Andrew Apter is Professor of History and Anthropology at the University of California, Los Angeles (UCLA), where he co-founded the Atlantic History Colloquium and directed the African Studies Center. Prior to UCLA he taught at Columbia University (1987–1989) and the University of Chicago (1989–2003). He has held visiting appointments at the University of Lagos; the École des Hautes Études en Sciences Sociales; St. Antony's College, Oxford University; and the University of Utrecht. Most recently, he was a Heinz Heinen Senior Fellow at the Bonn Center for Dependency and Slavery Studies (2021). Apter has conducted fieldwork and archival research in Nigeria, Ghana, Cuba, the Dominican Republic, and among Congolese refugees in Zambia. Apter’s books focus on West Africa and the Black Atlantic. He is currently working on Atlantic Slavery and the Spirits of Capitalism, exploring how Atlantic slavery and its fetishized forms of human commodification remain deeply buried within the core of racial capitalism.

Website:
Please find more information about Andrew Apter here.

Main areas of research:
Regional: Black Atlantic (Yoruba in Nigeria, Fante in Ghana) and the African Diaspora (Haiti, Dominican Republic, Cuba); Thematic: Ritual, Politics and Historical Memory; Atlantic Slavery and Racial Capitalism; Race, Gender, and Creolization; African Epistemologies and Philosophies of Language; Oral History; Archival Theory.

Selected publications:
  1. »Frobenius Unbound: Black Atlantis and the Poetics of Displacement in the Yoruba-Atlantic«, in: Paideuma 68 (2022), p. 119-148.

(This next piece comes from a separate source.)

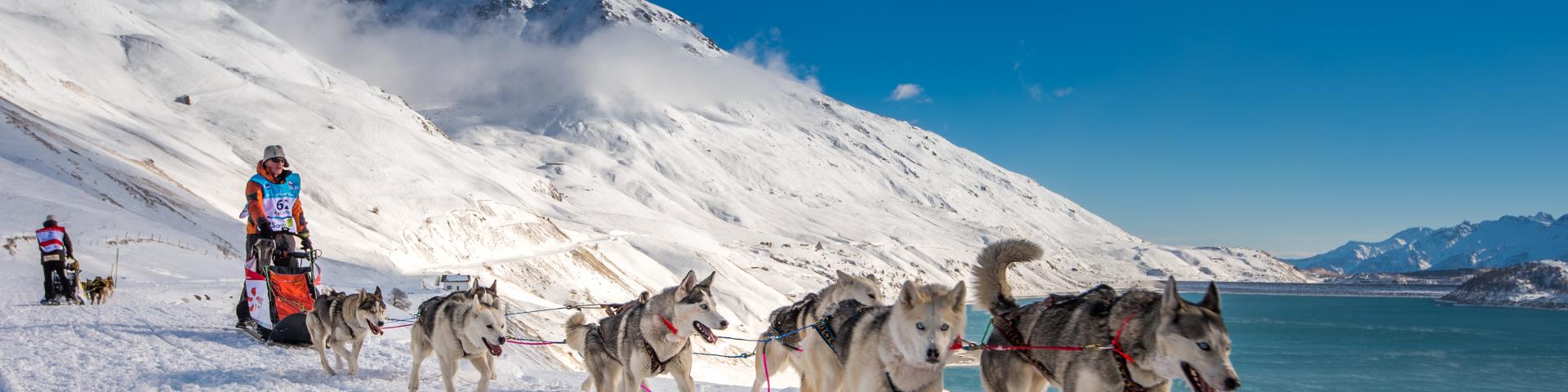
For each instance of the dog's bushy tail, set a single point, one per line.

  2. Oduduwa’s Chain: Locations of Culture in the Yoruba Atlantic, Chicago: University of Chicago Press 2018.
  3. »Queer Crossings: Kinship, Gender and Sexuality in Igboland and Carriacou«, in: Journal of West African History 3, 2 (2017), p. 39-66.
  4. »Ethnographic X-Files and Holbraad’s Double-Bind: Reflections on an Ontological Turn of Events«, in: HAU: Journal of Ethnographic Theory 7, 1 (2017), p. 287-302.

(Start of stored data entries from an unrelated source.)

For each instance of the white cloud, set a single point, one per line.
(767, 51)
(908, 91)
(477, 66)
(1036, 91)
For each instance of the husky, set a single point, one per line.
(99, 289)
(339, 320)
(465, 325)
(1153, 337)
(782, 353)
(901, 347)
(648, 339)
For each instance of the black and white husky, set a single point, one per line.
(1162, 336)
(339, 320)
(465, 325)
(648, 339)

  5. »History in the Dungeon: Atlantic Slavery and the Spirit of Capitalism in Cape Coast Castle, Ghana«, in: American Historical Review 122, 1 (2017), p. 23-54.
  6. »The Blood of Mothers: Women, Money and Markets in Yoruba-Atlantic Perspective«, in: Journal of African American History 98, 1 (2013), p. 72-98. [= Special Issue on Women, Slavery, and the Atlantic World, ed. by Brenda S. Stevenson]
  7. »Yoruba Ethnogenesis from Within«, in: Comparative Studies in Society and History 55, 2 (2013), p. 356-387.
  8. Beyond Words: Discourse and Critical Agency in Africa, Chicago: University of Chicago Press 2007.
  9. The Pan-African Nation: Oil and the Spectacle of Culture in Nigeria, Chicago: University of Chicago Press 2005.
  10. Black Critics and Kings: The Hermeneutics of Power in Yoruba Society, Chicago: University of Chicago Press 1992.